Casamento no subúrbio

Os casamentos nos subúrbios valiam uma novela; eram acompanhados desde o noivado, em que se "estourava" uma garrafa de champagne nacional, melhor dizer, champanha. Havia todo um ritual, desde o pedido da mão da noiva, que geralmente era feito pelo pai do pretendente, se ainda estivesse sóbrio; durante a fase do jantar, levantava-se e pedia a palavra para falar das excelências do candidato, como não podia deixar de ser, falando somente das qualidades, nunca sobre os defeitos, mesmo se esses fossem muitos - não gostar de trabalho, fins de semanas com libações alcoólicas, freqüência em "shows" de alta sacanagem, mau hábito de dar brilho nas unhas, comer pratos de trabalhadores braçais, gostar de churrascos etc. Terminada a festa, ou seja, iniciado o noivado, os noivos passavam a sair sem acompanhamentos, tais como, irmãos menores, tias velhas, colegas de responsabilidades; os noivos podiam aceitar convites para festas de aniversários, casamentos, servirem de padrinhos dos mesmos, fazer pequenas viagens, como por exemplo, do subúrbio até Copacabana, desde que não voltassem depois das 20 h, e tantas outras vantagens.

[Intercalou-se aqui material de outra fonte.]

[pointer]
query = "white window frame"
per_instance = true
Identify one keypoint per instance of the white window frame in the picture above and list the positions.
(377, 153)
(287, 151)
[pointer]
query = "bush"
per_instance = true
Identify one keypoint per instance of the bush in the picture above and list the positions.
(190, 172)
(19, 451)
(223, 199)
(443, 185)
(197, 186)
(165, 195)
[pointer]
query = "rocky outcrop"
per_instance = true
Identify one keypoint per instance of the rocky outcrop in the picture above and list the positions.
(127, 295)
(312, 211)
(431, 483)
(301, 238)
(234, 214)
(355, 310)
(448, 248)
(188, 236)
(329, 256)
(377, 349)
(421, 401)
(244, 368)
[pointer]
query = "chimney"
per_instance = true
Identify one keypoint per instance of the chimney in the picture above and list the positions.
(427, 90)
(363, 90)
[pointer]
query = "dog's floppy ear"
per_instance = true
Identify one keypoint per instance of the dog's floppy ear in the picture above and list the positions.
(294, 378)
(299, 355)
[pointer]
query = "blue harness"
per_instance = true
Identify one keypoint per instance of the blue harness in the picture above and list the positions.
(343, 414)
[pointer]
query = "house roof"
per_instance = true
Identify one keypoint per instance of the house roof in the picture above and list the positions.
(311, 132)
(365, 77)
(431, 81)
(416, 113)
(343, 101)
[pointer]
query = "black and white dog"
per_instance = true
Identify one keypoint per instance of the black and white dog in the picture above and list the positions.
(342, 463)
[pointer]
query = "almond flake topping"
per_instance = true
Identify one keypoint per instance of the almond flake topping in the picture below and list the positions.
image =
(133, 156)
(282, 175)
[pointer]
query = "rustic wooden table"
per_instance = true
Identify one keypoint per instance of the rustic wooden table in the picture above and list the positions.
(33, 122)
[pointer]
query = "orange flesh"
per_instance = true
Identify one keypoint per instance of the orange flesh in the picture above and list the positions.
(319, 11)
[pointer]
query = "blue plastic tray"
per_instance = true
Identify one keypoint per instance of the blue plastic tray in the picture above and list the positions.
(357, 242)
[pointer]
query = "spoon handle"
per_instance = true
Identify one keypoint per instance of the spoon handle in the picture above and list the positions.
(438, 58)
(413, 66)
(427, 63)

No dia do noivado era marcada a data do casamento; sendo assim, toda vizinhança esperava com ansiedade o sonhado dia, em que poderiam melhorar as emoções digestivas e encher a cara gratuitamente. Na véspera do casório, havia a visitação a casa, ou se fosse o caso de permanecer com os pais, o quarto da noiva, onde um belo edredom, tendo no centro uma boneca fazendo às vezes de Maria Antonieta, enfeitava a cama, com travesseiros acetinados e bordados, o mesmo acontecendo com as toalhas de banheiro com as iniciais dos noivos entrelaçadas significando amantes para sempre!

Terminadas as formalidades de casamento civil pela manhã, os noivos retornavam à casa da noiva, onde era servido um lauto almoço às pessoas de mais intimidade das famílias. No fim da tarde, havia o casamento na igreja, onde as noivas faziam questão absoluta de véu e grinalda, demonstrando sua pureza, muitas vezes, perdida nas vésperas e antevésperas. À noite, seguia-se a festança com muita comida e bebida, onde não faltavam o leitão e o chope de serpentina. No casamento de Irene, amiga de minha tia, eu fui encarregado de levar a almofada para o casamento na igreja, onde os noivos se ajoelhavam para as bênçãos; Vilma sobrinha da noiva ficou encarregada das alianças; no fim da cerimônia, a célebre fotografia com pais, padrinhos e sobressalentes, onde eu me incluía com Vilma, ambos com sete anos. Nesse casamento, cheguei a contar 12 barris de chope e me lembro de minha tia dançando, com vestido negro esvoaçante, com a energia de seus 27 anos. No casamento de Yone, no Méier, cheguei com meus convidados as 11 h da noite, quando os noivos já iam saindo para a viagem de lua de mel; geralmente iam para os lugares da moda, como algum hotel de Copacabana, ou para São Paulo ou Belo Horizonte; jamais para o exterior. Como adiantei, cheguei as 11 h com meus amigos, pois, no subúrbio convidar um era convidar os amigos chegados; às vezes, avisávamos - vou levar uns amigos; outras nem precisava falar; cumprimentamos os noivos já entrando no carro, os pais, vertendo lágrimas de despedida e nós começando a comer e beber, esquentando a festa até as 4 h da manhã. Nos dias seguintes viriam os comentários sobre os acertos e erros das cerimônias e a qualidade do bufê; geralmente todos gostavam, pois, chegavam a economizar apetite próximo ao casamento, como Paulo Rónai contava num conto húngaro constante de sua antologia, em que um dos convidados comeu tanto, que morreu entalado com um recheado de repolho.